3. L'articolo 54 del decreto legislativo 7 marzo 2005, n. 82, e'
sostituito dal seguente: «Art. 54. (Contenuto dei siti delle
pubbliche amministrazioni). - 1. I siti delle pubbliche
amministrazioni contengono i dati di cui al decreto legislativo
recante il riordino della disciplina riguardante gli obblighi di
pubblicita', trasparenza e diffusione di informazioni da parte delle
pubbliche amministrazioni, adottato ai sensi dell'articolo 1, comma
35, della legge 6 novembre 2012, n. 190».

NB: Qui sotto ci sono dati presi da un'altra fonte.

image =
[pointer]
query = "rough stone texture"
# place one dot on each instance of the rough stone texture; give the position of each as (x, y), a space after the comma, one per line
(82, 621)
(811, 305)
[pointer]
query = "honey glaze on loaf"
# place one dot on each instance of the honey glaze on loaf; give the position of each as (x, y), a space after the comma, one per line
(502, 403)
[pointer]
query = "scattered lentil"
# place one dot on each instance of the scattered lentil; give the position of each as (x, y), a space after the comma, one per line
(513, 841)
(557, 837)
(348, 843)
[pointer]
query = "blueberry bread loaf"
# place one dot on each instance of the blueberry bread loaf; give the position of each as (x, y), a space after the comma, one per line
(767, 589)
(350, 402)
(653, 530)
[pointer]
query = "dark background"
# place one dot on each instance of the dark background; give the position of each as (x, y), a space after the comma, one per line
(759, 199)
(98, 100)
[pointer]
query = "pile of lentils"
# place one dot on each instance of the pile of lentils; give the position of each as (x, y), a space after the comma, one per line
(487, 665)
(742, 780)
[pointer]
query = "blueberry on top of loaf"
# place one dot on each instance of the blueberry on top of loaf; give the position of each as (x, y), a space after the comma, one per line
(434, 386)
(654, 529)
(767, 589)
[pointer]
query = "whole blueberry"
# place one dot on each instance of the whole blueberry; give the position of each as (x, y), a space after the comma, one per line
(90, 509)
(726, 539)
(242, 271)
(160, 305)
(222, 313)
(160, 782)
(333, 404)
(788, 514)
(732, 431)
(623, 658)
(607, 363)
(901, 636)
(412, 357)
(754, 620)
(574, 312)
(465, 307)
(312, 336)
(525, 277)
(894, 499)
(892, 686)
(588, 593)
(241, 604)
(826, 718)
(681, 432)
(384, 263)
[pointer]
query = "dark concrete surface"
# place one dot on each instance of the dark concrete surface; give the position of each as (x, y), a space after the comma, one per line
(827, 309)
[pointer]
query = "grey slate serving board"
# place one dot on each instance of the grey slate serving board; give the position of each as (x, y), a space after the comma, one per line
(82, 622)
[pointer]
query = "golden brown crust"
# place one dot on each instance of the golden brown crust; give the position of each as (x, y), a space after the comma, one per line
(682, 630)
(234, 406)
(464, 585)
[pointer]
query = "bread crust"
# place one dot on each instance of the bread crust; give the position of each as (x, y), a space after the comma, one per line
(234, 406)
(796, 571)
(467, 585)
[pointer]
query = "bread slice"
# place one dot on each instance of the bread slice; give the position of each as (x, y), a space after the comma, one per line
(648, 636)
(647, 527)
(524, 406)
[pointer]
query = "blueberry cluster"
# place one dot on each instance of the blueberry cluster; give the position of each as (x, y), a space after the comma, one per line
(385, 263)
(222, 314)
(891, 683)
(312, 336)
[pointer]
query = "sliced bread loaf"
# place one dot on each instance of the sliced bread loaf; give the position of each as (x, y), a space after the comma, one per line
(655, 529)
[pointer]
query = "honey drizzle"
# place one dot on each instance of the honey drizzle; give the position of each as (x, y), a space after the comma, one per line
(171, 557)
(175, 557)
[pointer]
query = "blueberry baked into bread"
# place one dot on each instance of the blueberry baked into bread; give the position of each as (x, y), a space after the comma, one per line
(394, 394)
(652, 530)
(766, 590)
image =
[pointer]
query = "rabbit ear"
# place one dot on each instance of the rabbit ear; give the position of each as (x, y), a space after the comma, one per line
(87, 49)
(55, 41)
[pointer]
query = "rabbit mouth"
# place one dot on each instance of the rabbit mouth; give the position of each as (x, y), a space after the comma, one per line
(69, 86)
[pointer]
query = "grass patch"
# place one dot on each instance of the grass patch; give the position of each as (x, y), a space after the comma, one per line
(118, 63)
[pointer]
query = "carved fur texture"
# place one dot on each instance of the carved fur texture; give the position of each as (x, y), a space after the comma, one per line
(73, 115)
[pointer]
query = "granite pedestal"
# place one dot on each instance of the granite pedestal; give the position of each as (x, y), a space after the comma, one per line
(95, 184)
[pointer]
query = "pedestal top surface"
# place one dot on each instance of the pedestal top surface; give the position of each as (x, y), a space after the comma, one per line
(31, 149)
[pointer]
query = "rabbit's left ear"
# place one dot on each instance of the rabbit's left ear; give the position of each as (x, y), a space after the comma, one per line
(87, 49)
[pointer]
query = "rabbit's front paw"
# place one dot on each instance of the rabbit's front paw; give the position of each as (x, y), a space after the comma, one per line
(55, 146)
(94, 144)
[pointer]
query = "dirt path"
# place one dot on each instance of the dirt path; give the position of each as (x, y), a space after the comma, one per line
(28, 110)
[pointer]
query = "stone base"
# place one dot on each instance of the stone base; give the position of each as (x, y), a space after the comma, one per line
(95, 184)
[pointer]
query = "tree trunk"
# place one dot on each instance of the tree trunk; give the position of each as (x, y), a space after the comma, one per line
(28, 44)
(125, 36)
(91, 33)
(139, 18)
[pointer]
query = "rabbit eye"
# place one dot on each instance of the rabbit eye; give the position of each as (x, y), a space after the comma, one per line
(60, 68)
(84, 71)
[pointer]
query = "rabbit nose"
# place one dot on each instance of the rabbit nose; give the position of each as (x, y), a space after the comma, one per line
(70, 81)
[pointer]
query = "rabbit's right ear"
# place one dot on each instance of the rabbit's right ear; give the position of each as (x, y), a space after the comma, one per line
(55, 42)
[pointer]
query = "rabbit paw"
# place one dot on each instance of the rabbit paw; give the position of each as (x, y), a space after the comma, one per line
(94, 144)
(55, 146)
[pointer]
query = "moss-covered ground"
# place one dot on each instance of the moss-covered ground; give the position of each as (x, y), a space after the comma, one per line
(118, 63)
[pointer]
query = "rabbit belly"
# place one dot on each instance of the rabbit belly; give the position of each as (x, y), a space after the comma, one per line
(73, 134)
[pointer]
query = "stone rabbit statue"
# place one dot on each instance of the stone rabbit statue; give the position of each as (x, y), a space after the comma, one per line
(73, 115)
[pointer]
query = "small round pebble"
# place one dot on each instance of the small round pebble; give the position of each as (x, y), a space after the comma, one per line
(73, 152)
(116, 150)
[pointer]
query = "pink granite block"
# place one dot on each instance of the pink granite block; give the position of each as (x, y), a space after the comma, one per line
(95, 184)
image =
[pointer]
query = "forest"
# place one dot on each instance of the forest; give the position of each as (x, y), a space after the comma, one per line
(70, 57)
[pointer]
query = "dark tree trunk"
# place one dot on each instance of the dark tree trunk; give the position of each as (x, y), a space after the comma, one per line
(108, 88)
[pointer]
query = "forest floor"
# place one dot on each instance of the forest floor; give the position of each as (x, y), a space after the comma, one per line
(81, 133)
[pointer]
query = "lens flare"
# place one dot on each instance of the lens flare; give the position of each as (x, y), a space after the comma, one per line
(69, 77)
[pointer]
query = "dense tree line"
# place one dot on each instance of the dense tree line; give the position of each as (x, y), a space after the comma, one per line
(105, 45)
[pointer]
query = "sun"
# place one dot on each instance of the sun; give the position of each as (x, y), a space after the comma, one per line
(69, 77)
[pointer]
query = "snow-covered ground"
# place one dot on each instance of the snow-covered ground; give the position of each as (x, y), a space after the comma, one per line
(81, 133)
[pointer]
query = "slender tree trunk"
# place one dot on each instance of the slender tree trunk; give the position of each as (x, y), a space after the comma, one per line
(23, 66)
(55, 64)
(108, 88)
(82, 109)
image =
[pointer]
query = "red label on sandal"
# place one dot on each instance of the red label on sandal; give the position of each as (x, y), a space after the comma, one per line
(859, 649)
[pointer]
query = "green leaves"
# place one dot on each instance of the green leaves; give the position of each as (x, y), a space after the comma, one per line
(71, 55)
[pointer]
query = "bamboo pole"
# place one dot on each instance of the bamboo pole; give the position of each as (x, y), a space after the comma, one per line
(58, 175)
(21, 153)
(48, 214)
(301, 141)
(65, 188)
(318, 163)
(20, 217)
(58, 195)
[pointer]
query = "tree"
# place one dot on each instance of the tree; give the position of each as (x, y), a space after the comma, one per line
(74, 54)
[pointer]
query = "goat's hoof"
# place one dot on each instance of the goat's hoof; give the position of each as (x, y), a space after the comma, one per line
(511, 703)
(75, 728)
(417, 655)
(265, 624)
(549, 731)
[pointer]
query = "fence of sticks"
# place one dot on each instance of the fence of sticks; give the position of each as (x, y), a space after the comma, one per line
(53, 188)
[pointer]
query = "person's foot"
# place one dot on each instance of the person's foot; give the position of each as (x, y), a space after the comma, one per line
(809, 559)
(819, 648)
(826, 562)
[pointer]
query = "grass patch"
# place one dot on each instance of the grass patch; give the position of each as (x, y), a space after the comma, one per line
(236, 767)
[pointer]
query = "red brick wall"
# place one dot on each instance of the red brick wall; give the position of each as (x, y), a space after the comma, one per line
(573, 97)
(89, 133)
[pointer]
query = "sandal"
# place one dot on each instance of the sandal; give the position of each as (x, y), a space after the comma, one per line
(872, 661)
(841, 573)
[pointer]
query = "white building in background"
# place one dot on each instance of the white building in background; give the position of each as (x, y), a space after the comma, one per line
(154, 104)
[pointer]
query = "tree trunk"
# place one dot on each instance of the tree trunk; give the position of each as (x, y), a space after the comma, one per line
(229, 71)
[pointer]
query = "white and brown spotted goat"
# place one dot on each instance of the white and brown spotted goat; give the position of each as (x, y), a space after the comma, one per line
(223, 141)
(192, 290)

4. Al decreto legislativo 2 luglio 2010, n. 104, sono apportate le
seguenti modificazioni:
a) all'articolo 23, comma 1, dopo la parola: «accesso» sono
inserite le seguenti: «e trasparenza amministrativa»;
b) all'articolo 87, comma 2, lettera c), dopo la parola:
«amministrativi» sono inserite le seguenti: «e di violazione degli
obblighi di trasparenza amministrativa»;
c) all'articolo 116, comma 1, dopo le parole: «documenti
amministrativi» sono inserite le seguenti: «, nonche' per la tutela
del diritto di accesso civico connessa all'inadempimento degli
obblighi di trasparenza»;
d) all'articolo 116, comma 4, dopo le parole: «l'esibizione» sono
inserite le seguenti: «e, ove previsto, la pubblicazione»;
e) all'articolo 133, comma 1, lettera a), n. 6), dopo la parola:
«amministrativi» sono inserite le seguenti: «e violazione degli
obblighi di trasparenza amministrativa».
5. Dalla data di entrata in vigore del presente decreto, qualsiasi
rinvio al Programma triennale per la trasparenza e l'integrita' di
cui all'articolo 11 del decreto legislativo 27 ottobre 2009, n. 150,
si intende riferito all'articolo 10.
Note all'art. 52:
Si riporta il testo dell'articolo 1, primo comma, della
citata legge n. 441 del 1982, come modificato dal presente
decreto:
«Art. 1.
Le disposizioni della presente legge si applicano:
1) ai membri del Senato della Repubblica e della Camera
dei deputati;
2) al Presidente del Consiglio dei Ministri, ai
Ministri, ai Vice Ministri, ai Sottosegretari di Stato;
3) ai consiglieri regionali e ai componenti della
giunta regionale;
4) ai consiglieri provinciali e ai componenti della
giunta provinciale;
5) ai consiglieri di comuni capoluogo di provincia
ovvero con popolazione superiore ai 15.000 abitanti;
5-bis) ai membri del Parlamento europeo spettanti
all'Italia. ».
Per il testo dell'articolo 2, secondo comma, della
citata legge n. 441 del 1982, come modificato dal presente
decreto, si veda nelle note all'art. 14.
Si riporta il testo dell'articolo 12, comma 1, della
citata legge n. 241 del 1990, come modificato dal presente
decreto:
«Art. 12. Provvedimenti attributivi di vantaggi
economici
1. La concessione di sovvenzioni, contributi, sussidi
ed ausili finanziari e l'attribuzione di vantaggi economici
di qualunque genere a persone ed enti pubblici e privati
sono subordinate alla predeterminazione da parte delle
amministrazioni procedenti, nelle forme previste dai
rispettivi ordinamenti, dei criteri e delle modalita' cui
le amministrazioni stesse devono attenersi.
(Omissis).».
Si riporta il testo dell'articolo 23, comma 1, del
citato decreto legislativo n. 104 del 2010, come modificato
dal presente decreto:
«Art. 23. Difesa personale delle parti
1. Le parti possono stare in giudizio personalmente
senza l'assistenza del difensore nei giudizi in materia di
accesso e trasparenza amministrativa, in materia elettorale
e nei giudizi relativi al diritto dei cittadini dell'Unione
europea e dei loro familiari di circolare e di soggiornare
liberamente nel territorio degli Stati membri. ».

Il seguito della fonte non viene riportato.